Bob Reid and Ian Crofton visited Ben Mor Coigach on April 8 and did a little exploring.
“Conditions were excellent,” Bob told me. “There was plenty of snow and ice on the north faces and we had good weather. We walked in toward Lochan Tuath and went southwards into the corrie at the northern end of Ben Mor Coigach. There are several easy gullies in this corrie (which appears nameless on the 1:50,000 OS Map). We passed these by and headed for the left-bounding rib of the corrie. This is much more of a feature than we imagined, and became quite well defined as we got higher. It gave a very good mixed climb. We stuck to the crest and were delighted at the climbing we found. Sandstone steps, grooves and the odd chimney connected by steep snow led directly to the Coigach plateau where the climb abruptly ends.
We didn’t think a [modern] name appropriate for such a traditional route but suggest North-East Ridge of Ben Mor Coigach (285m Grade III).”

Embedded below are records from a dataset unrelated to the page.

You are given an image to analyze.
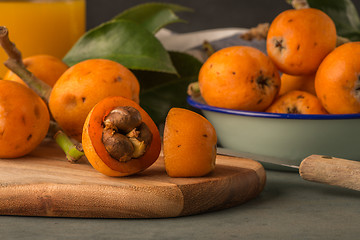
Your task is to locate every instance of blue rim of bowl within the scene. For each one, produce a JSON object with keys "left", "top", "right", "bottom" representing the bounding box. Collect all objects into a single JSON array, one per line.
[{"left": 187, "top": 96, "right": 360, "bottom": 120}]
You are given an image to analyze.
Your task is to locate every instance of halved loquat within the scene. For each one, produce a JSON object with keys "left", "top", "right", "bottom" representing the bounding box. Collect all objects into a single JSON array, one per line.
[
  {"left": 163, "top": 108, "right": 217, "bottom": 177},
  {"left": 82, "top": 96, "right": 161, "bottom": 177}
]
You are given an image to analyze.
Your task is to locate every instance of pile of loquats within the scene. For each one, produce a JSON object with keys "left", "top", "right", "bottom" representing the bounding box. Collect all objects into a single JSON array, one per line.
[
  {"left": 0, "top": 32, "right": 217, "bottom": 177},
  {"left": 0, "top": 8, "right": 360, "bottom": 177},
  {"left": 199, "top": 8, "right": 360, "bottom": 114}
]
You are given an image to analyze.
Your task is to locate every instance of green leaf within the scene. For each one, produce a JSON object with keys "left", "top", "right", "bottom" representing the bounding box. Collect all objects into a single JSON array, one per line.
[
  {"left": 308, "top": 0, "right": 360, "bottom": 41},
  {"left": 63, "top": 20, "right": 177, "bottom": 74},
  {"left": 114, "top": 3, "right": 191, "bottom": 33},
  {"left": 137, "top": 52, "right": 202, "bottom": 125}
]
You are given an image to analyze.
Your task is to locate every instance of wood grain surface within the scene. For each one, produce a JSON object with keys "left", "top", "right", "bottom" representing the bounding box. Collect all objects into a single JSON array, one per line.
[{"left": 0, "top": 142, "right": 266, "bottom": 218}]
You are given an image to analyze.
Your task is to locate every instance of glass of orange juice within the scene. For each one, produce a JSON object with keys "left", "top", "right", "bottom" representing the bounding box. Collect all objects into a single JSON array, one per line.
[{"left": 0, "top": 0, "right": 86, "bottom": 78}]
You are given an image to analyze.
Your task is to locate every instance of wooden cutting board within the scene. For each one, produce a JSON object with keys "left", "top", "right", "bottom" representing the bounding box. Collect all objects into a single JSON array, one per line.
[{"left": 0, "top": 142, "right": 266, "bottom": 218}]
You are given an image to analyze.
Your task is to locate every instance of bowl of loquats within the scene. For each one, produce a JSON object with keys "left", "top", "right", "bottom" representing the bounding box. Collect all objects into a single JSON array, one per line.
[{"left": 187, "top": 9, "right": 360, "bottom": 170}]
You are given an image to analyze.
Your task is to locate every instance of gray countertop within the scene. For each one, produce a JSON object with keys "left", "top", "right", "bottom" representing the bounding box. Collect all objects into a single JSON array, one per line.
[{"left": 0, "top": 170, "right": 360, "bottom": 240}]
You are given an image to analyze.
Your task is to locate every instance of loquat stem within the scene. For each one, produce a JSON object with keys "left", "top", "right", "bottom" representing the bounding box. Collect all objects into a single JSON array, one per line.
[
  {"left": 0, "top": 26, "right": 51, "bottom": 104},
  {"left": 54, "top": 130, "right": 85, "bottom": 163}
]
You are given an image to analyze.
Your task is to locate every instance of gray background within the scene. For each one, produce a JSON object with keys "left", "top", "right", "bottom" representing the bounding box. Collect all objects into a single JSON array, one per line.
[{"left": 87, "top": 0, "right": 360, "bottom": 32}]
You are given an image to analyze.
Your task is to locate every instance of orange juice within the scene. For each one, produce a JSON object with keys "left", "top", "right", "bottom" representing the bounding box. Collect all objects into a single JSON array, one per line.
[{"left": 0, "top": 0, "right": 86, "bottom": 78}]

The story should have ended there, but it turned out that Bob and Ian were not the first to climb in this corrie. When Bob returned home the latest version of the SMC Journal had arrived with a description of Hyperborea (IV,5) climbed the previous winter by John Higham and Iain Young. “They call the hanging corrie Cadh’ a’ Mhoraire,” Bob explained. “And their route took a rather more serious challenge on the right (west) side of the North-East Ridge.”